Lock-Free MPMC Queues And Hazard Pointers

June 1, 2026 • Interview Review

This note is my interview-ready explanation of a Michael-Scott-style multi-producer, multi-consumer queue in C++: where it linearizes, what compare-and-swap actually protects, and why memory reclamation is a separate problem.

One-minute project answer. The core is a Michael-Scott MPMC queue. Enqueue linearizes when a producer links a new node through `tail->next`. Dequeue linearizes when a consumer advances `head` to the next node. The hard part in C++ is not only moving pointers atomically; removed nodes cannot be deleted immediately because another thread may still hold a raw pointer. Hazard pointers solve that by letting threads publish the nodes they may dereference. Removed nodes are retired first and deleted only after a scan proves no hazard pointer protects them.

Queue Shape

The queue uses a dummy head node.
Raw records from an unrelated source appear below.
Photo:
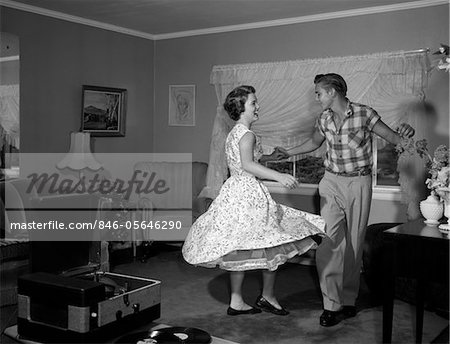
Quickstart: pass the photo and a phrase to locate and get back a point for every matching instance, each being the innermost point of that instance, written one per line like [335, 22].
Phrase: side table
[417, 251]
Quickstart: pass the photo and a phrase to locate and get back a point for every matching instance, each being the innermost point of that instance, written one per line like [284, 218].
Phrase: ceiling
[162, 17]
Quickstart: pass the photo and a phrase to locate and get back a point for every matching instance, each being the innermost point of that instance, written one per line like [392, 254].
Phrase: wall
[58, 57]
[189, 61]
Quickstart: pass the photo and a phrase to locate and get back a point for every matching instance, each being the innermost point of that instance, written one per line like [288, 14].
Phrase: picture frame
[103, 111]
[182, 105]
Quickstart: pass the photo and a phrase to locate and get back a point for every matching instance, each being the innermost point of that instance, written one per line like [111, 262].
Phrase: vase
[446, 226]
[432, 210]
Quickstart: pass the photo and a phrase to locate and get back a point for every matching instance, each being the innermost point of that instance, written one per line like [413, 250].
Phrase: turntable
[89, 308]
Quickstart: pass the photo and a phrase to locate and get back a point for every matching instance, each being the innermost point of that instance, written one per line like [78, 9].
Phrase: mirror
[9, 105]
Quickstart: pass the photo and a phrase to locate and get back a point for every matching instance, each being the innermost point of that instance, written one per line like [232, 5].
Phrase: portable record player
[88, 308]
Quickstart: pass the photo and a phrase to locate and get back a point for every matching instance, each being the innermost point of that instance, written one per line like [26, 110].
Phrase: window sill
[379, 193]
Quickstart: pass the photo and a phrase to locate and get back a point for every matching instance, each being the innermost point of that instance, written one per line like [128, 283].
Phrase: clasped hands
[405, 130]
[279, 153]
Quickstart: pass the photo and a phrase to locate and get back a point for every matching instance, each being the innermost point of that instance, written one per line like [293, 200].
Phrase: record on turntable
[168, 335]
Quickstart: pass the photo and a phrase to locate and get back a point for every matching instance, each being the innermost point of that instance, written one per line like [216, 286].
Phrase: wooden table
[417, 251]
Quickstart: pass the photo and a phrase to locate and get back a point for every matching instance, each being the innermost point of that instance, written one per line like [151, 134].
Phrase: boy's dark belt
[358, 173]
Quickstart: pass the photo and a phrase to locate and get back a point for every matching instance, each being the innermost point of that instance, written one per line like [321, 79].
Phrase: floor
[197, 297]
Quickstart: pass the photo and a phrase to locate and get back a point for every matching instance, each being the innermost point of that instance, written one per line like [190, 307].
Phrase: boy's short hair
[235, 101]
[332, 80]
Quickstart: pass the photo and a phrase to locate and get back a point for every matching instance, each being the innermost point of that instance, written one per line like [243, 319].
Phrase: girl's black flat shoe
[266, 306]
[232, 311]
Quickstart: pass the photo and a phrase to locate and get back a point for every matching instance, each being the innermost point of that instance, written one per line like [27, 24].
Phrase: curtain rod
[424, 50]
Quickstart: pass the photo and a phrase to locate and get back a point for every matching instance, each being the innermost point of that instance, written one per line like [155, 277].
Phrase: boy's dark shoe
[349, 311]
[329, 318]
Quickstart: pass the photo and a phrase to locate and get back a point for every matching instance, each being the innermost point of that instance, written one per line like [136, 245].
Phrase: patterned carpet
[197, 297]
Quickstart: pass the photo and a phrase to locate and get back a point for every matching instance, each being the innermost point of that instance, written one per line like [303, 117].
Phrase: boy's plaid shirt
[349, 148]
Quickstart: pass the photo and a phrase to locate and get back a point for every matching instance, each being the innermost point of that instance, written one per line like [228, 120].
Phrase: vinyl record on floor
[168, 335]
[189, 335]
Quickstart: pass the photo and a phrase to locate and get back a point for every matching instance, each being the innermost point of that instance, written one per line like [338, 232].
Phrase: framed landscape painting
[103, 111]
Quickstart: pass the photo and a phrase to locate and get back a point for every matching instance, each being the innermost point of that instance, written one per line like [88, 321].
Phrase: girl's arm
[246, 145]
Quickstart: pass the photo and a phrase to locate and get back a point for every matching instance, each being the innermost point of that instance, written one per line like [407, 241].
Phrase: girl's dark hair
[332, 80]
[235, 101]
With one real value, the shape is:

head_
  |
  v
[dummy/no value] -> [value A] <- tail_

On dequeue, the value comes from `head->next`, not from the old dummy head. A successful dequeue advances `head_` and retires the old dummy node.

out = std::move(*next->value);
next->value.reset();
head_.compare_exchange_strong(h, next, ...);
retire_or_delete(h);

Enqueue Linearization

Enqueue repeatedly snapshots `tail_` and `tail->next`. If `tail->next` is null, the observed tail appears to be the real last node. The producer tries to link its new node there:

if (next == nullptr) {
    if (t->next.compare_exchange_weak(next, n, ...)) {
        tail_.compare_exchange_strong(t, n, ...);
        return;
    }
}

The linearization point is the successful CAS on `t->next`. Advancing `tail_` afterward is helpful for performance but not what makes the new node reachable.

If `next != nullptr`, the observed tail is stale. The thread helps move `tail_` forward. This helping behavior is the lock-free bargain: losing one CAS often means another thread made progress.

Dequeue Linearization

Dequeue snapshots `head_`, protects it, reads `head->next`, and tries to advance `head_`:

if (next == nullptr) {
    return false;
}

if (head_.compare_exchange_strong(h, next, ...)) {
    out = std::move(*next->value);
    next->value.reset();
    retire_or_delete(h);
    return true;
}

The linearization point is the successful CAS on `head_`. After that point, this consumer owns the logical dequeue of that value.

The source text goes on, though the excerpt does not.